Surprisingly enough, being critical of ourselves, or ignoring our suffering, is not actually good for us! If you repress your emotions or your pain long enough, it will explode in anxiety, depression, anger or other unhelpful ways. Lack of self-compassion means less resilience, and frankly, just makes us unhappy, and life tougher than it needs to be.

Part of being a good steward of the body and mind God gave you is practising self-compassion.
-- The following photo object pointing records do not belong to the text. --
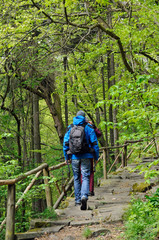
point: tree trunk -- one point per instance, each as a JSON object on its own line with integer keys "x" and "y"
{"x": 37, "y": 203}
{"x": 65, "y": 90}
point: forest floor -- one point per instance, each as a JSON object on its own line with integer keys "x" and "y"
{"x": 114, "y": 232}
{"x": 103, "y": 218}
We are not souls floating around, but people with bodies and minds and hearts and souls, and in order to be a Watcher for the long haul and live life fully, we need to care for ourselves.

3. Self-Compassion is good for others

Now you’ve probably heard the saying ‘you wouldn’t talk to other people the way you talk to yourself’. It’s a phrase used to highlight that often we are harder on ourselves than other people. While that’s often true, it’s also quite common to be just as harsh on others as we are on ourselves. We don’t let people ‘get away’ with things we wouldn’t let our self ‘get away with’. We are attuned to catch faults in others, because we are always picking them up in ourselves.
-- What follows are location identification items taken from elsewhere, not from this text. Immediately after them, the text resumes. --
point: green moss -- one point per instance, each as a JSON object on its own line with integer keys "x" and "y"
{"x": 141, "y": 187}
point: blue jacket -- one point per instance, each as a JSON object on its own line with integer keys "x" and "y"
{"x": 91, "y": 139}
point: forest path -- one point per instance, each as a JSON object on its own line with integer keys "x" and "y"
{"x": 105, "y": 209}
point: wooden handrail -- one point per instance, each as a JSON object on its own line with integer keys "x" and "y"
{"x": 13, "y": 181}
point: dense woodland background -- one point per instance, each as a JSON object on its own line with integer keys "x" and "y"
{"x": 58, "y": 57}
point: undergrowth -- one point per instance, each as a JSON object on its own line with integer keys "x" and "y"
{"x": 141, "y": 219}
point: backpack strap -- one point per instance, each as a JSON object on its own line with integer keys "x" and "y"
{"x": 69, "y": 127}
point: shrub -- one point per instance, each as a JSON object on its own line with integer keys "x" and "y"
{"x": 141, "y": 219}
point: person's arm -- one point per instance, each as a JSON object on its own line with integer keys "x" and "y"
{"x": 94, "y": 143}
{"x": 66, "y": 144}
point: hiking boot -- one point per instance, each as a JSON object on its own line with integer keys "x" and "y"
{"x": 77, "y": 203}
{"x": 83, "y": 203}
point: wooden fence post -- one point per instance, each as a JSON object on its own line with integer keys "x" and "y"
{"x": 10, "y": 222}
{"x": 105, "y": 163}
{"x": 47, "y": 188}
In becoming kinder to ourselves, we can become kinder to others. This is because we recognise that, ‘this person is annoying me, but I also annoy people at times – it’s just part of being human’. Or, ‘that person isn’t coping with this situation very well, and slowing us all down, but there are some things I don’t cope with very well either – so maybe I can be more patient.’

See how the existence of flaws or suffering doesn’t actually have to be the end of the world?

So how do I practice Self-Compassion?

Self-Compassion is simple, but like any habit, it’s a continuous practice. Contrary to popular misconceptions, Self-Compassion is not just being ‘okay’ with ‘everything’. Nor is it being lazy or embracing sin or destructive habits. Rather, self-compassion is an attitude to embrace in a moment of suffering or hardship – even if (especially if!) the situation is our own fault.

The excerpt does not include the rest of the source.